Imagine this version of a word problem in math: You discover that, according to a 1999 report by the Institute of Medicine, between 44,000 and 98,000 Americans are being killed each year from medical errors. Apply to this number one solution: wide adoption of Computer Prescriber Order Entry (CPOE) systems. Now, calculate the reduction in deaths from medical error.
What’s the answer?
Well, the answer isn’t yet known. But what is known is that information technology is an integral part of building a safer health system. CPOE, says Dr. David Bates (Harvard Medical School and Brigham and Women’s Hospital, Boston, Massachusetts, USA), can have a dramatic impact on the rate of medical error, reducing serious errors by 55% and the overall medical error rate by more than 80%.
He offers this analogy: suppose a passenger on a commercial aircraft enters the cockpit for a tour and finds the instrument panel blank. Would you feel safe flying in such a plane? That’s what it’s like when a physician writes orders on a blank sheet — the way it’s still done in more than 90% of hospitals nationwide. CPOE, in contrast, brings together all kinds of patient-specific information, thereby ensuring better quality and increasing patient safety.
For example, CPOE systems are constantly performing checks in the background when doctors write orders. These checks include whether the patient is allergic to the drug, whether there are interactions with other drugs the patient is taking, whether the dosage ceiling for the drug is being exceeded, and so forth. When orders are entered that are contraindicated for the patient, alerts and reminders pop up. These give the prescriber options to change the order or provide additional data to substantiate the variance.
Bates says the first task in implementing CPOE (in addition to getting doctors comfortable with using computers) is to convince doctors that it is a better way to provide care. Physician involvement and leadership from the beginning of initiating CPOE are critical factors, as is strong support from hospital administration. Other stages of implementation include strategic planning and getting buy-in from all stakeholders, including nurses, ancillary personnel, and ward clerks — people who will also use the system.
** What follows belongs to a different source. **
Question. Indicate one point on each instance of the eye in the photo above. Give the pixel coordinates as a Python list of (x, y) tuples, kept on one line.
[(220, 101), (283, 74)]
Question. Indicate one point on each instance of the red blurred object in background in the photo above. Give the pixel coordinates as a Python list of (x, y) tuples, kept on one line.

Selecting a system is an expensive and long-term project. Clinicians must be involved, and installations must be personally visited. And these early stages are just the beginning: installation and integration of the system require a great deal of 24/7 technical support and training for users, as well as evaluation, adjustments, and improvements.
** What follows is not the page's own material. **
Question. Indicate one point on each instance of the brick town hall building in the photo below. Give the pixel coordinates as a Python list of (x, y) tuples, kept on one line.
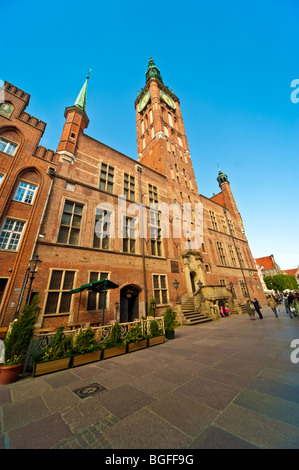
[(69, 207)]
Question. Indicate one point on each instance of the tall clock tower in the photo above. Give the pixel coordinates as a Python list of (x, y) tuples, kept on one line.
[(161, 138)]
What’s the most important thing for a good CPOE application? It has to be fast. Fast, fast, fast.
Did we mention speed?
The recent and well-publicized suspension of a multi-million-dollar custom-designed CPOE system at Cedars-Sinai Hospital in Los Angeles, California, USA, is a cautionary tale. Because the system was deemed too slow and cumbersome, it ironically became a danger to patients, according to some doctors there. The system is now on hold.
But eventually the problems will be fixed. And, in combination with the conceptual support of the Leapfrog group, a number of pieces of legislation, and increasing physician acceptance of computerized work tools, sophisticated CPOE systems will become standard fare in the hospital of the not-so-distant future. In the long run, patients are the ones who really stand to win.